Tuesday, February 27, 2024

Once again, how looking up can lift us up

It had been a gray morning--sky wrapped in in its typical for Seattle gray-toned, February shroud. After six or seven errands in North Seattle, I was finally ready to head back home. On a whim, I stopped at my favorite Seattle iconic fast-food hamburger joint, Dick's Drive-in, to get one of my favorite foods, the strawberry milkshake (made with REAL milk and ice cream). After all, it was lunchtime.

As I sat in the car, sucking the deliciously thick drink through a biodegradable straw, I realized the sky now was partly sunny with a lot of blue sky appearing. The huge pine tree that was growing on the other side of the fence where I was parked loomed with such gorgeous contrast, I was compelled to take this photo.

An ordinary day made special by sitting still and looking up. Sometimes it takes a strawberry milkshake, or something comparable, to slow us down and realize beauty so often overlooked.

Tuesday, February 20, 2024

PARTY TIME! Archives from fifty-plus years ago

My sister saved a lot of correspondence from me over the years, and returned a bundle last year while downsizing from her home to a retirement community. I've just began to look through the folded papers, and this one took me back to a memorable event: Jay's surprise birthday party in August of 1968.

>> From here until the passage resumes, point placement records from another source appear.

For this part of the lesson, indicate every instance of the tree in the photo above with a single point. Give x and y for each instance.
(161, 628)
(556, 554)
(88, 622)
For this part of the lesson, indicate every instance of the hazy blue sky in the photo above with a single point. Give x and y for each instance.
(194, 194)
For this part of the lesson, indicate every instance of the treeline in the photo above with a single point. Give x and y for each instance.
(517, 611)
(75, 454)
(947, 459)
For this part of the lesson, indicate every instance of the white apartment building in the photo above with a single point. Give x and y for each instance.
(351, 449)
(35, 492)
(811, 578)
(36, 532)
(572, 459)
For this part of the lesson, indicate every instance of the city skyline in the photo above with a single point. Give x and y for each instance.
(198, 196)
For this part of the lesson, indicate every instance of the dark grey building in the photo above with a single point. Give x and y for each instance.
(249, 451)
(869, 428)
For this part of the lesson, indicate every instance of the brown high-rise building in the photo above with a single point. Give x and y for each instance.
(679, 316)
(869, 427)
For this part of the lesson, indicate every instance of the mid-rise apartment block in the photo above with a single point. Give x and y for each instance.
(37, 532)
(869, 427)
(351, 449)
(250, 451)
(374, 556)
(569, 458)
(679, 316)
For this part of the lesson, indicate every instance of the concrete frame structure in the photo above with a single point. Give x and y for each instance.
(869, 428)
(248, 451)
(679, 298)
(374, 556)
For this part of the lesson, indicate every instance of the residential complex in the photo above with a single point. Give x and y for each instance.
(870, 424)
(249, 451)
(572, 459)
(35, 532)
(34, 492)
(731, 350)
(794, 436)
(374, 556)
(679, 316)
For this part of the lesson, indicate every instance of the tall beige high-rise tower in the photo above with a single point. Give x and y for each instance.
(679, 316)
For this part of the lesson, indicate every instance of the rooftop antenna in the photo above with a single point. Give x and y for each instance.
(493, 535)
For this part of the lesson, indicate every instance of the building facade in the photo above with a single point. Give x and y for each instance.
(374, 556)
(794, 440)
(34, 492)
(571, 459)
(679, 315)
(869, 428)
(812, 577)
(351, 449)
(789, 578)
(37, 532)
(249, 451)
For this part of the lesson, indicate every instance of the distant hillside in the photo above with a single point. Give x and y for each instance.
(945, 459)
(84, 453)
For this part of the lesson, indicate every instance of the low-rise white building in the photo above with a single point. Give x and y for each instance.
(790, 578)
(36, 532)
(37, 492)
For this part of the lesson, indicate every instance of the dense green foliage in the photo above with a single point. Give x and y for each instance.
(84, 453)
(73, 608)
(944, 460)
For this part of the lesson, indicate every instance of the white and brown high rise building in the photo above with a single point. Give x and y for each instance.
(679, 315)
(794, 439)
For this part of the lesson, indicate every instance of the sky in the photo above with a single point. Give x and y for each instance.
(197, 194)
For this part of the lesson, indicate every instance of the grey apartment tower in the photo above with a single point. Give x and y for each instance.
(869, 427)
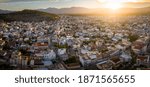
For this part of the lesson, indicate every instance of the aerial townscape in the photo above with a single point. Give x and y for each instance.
(76, 43)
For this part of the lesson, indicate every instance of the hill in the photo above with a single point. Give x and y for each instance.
(28, 16)
(4, 11)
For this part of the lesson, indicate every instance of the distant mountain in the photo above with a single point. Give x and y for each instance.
(28, 16)
(5, 11)
(101, 11)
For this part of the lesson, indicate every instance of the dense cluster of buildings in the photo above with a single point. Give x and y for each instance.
(77, 42)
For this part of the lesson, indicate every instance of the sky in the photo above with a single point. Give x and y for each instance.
(43, 4)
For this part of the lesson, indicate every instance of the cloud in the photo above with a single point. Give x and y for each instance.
(6, 1)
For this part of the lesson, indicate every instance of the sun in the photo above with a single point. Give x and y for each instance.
(113, 6)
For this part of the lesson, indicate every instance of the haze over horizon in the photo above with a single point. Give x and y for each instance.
(43, 4)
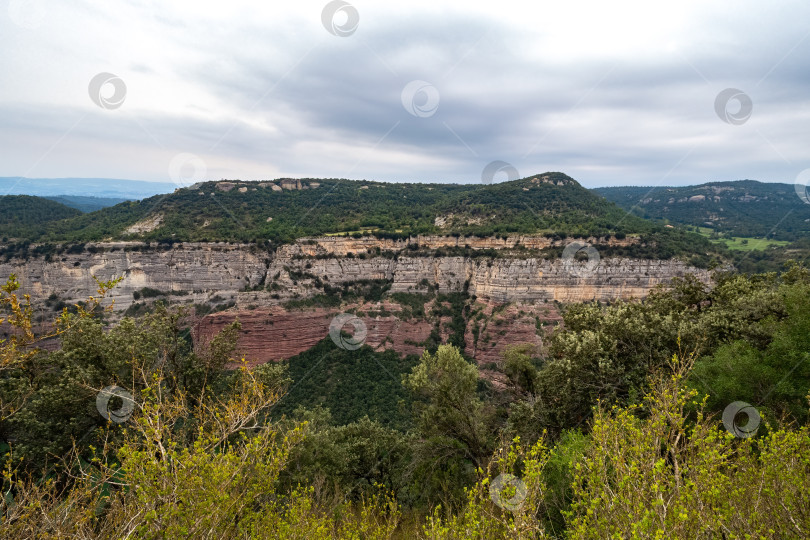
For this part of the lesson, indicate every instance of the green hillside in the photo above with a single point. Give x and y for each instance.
(550, 203)
(23, 215)
(745, 208)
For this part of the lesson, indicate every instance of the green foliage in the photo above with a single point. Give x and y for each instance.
(744, 208)
(26, 216)
(351, 384)
(452, 421)
(662, 475)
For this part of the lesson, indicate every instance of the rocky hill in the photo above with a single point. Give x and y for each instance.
(744, 208)
(486, 293)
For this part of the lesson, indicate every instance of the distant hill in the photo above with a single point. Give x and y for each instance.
(84, 187)
(86, 204)
(744, 208)
(284, 210)
(29, 216)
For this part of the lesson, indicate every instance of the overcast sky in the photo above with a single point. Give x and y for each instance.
(611, 93)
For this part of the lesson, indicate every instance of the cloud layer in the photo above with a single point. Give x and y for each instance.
(610, 93)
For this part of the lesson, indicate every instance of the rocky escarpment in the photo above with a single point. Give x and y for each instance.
(197, 272)
(258, 286)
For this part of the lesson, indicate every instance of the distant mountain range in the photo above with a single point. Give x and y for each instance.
(744, 208)
(85, 187)
(281, 211)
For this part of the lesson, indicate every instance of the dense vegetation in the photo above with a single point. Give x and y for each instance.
(744, 208)
(612, 430)
(86, 204)
(551, 204)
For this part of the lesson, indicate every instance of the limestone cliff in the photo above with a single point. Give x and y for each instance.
(257, 283)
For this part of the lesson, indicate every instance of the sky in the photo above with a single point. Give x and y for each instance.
(610, 93)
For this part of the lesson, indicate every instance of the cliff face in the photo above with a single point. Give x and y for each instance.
(258, 283)
(197, 271)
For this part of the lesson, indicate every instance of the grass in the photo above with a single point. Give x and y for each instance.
(742, 243)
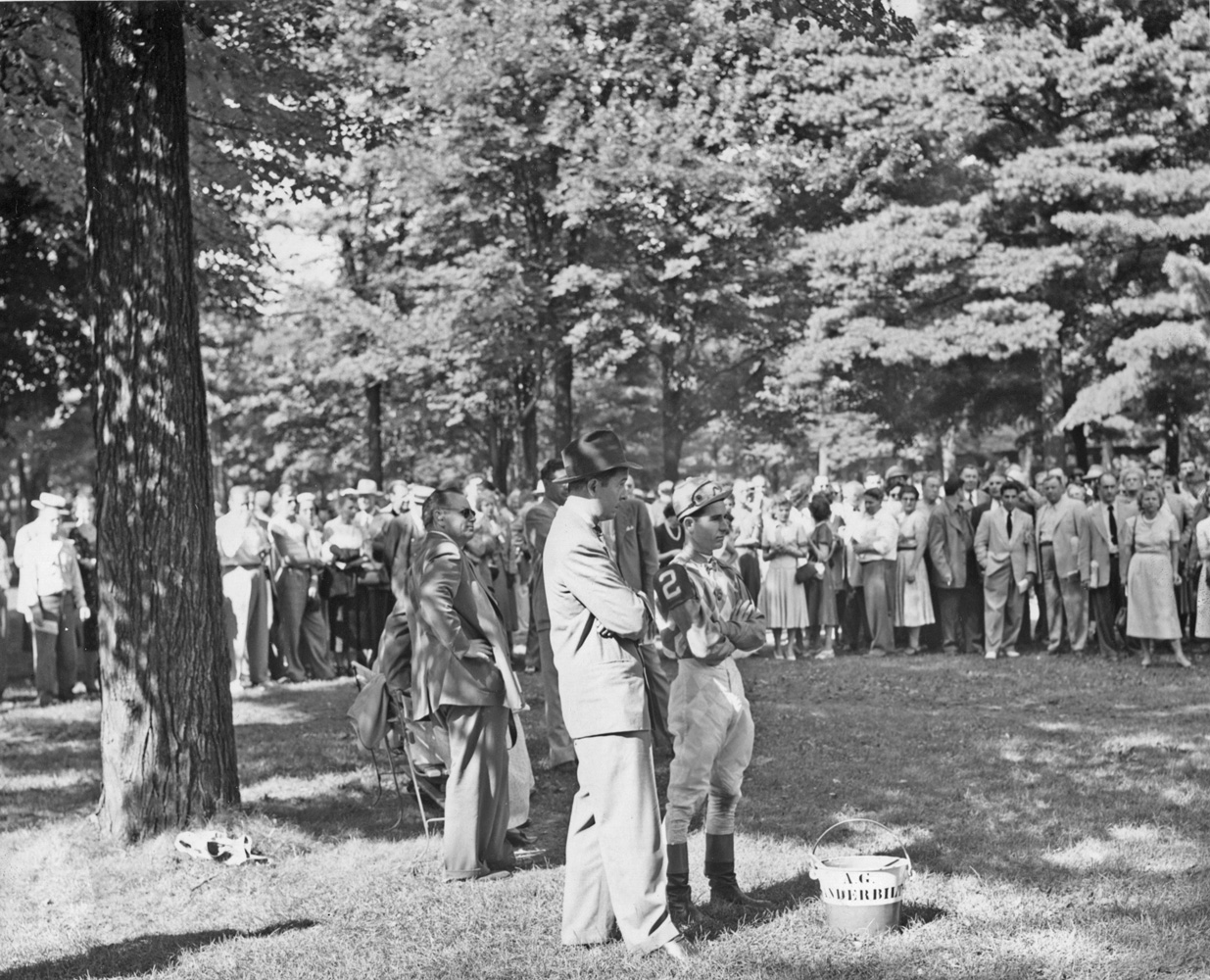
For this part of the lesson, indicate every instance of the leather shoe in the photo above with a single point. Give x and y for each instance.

Before I explain the circumstances, I must apologize to myself (and my readers) for some of the fifty-year-old insensitivities expressed in this invitation. I am appalled to realize how unaware I was (as was the era) of outdated and demeaning language, inappropriate assumptions, and careless use of words that would be far more carefully appropriated nowadays! In a sense, the invitation is a time capsule encompassing more than just one person's life and memory.

 . . . and now to the story . . .  

Jay was not happy as his twenty-ninth birthday approached. He told me he was feeling old--as if his life were not materializing the way he'd hoped it would. I could have taken it personally, but instead decided to cheer him up with a surprise party. I created invitations with my typewriter and carbon paper, then wrote what I hoped would look like a form that a doctor might complete when writing a prescription. Knowing this, you'll find the photo of the invite self explanatory.

The reason for the late start-time was bedtime. I wanted all four (ages 4-1/2 , 3, 2, and 3-mo.) to be sound asleep by the time the doorbell rang. Once asleep, all of them were generally good for the night, even the 3-month-old. It was a good bet; they slept through most of the party, and the several who did wake up got to meet and see the costumed "visiting doctors."

Our guests rose to the occasion, as well. We had a wide variety of medicine-related practitioners show up, including Dr. Scholl (my sister had created a way to wear a plastic foot on her head with a nametag), ranch veterinaries (a couple dressed like cowboys), butchers (another couple armed with cleavers and blood-stained aprons) who claimed to be able to cut out anything bad. We had a guy friend who came in drag as a nurse, and a female friend who came as herself when she got off her nursing shift from a nearby hospital, Sigmund Freud complete with notebook and pen, Dr. Quack (dressed like Donald Duck) and lots of others imaginative healthcare characters. Several friends showed up as themselves, but fortunately, they were not the first to arrive. The man who rang the doorbell as the first 'surprise' guest was an esteemed ex-professor who had retired and was costumed in such a way that Jay, answering the door, thought the man had truly lost his sensibility and was exhibiting signs of dementia.

Was Jay surprised? Totally. He had never had a surprise party thrown in his honor before. He had not expected anything, either. (I'd hidden away food at a neighbor's house, as well as having several friends bring food/drink/cups/plates, etc. with them, so there was nothing in our home to give away the party-planning.) Did it help Jay feel better about turning 29? Yes, I think it did. There's nothing like the affirmation of friends to realize that being one day older isn't anything to worry about.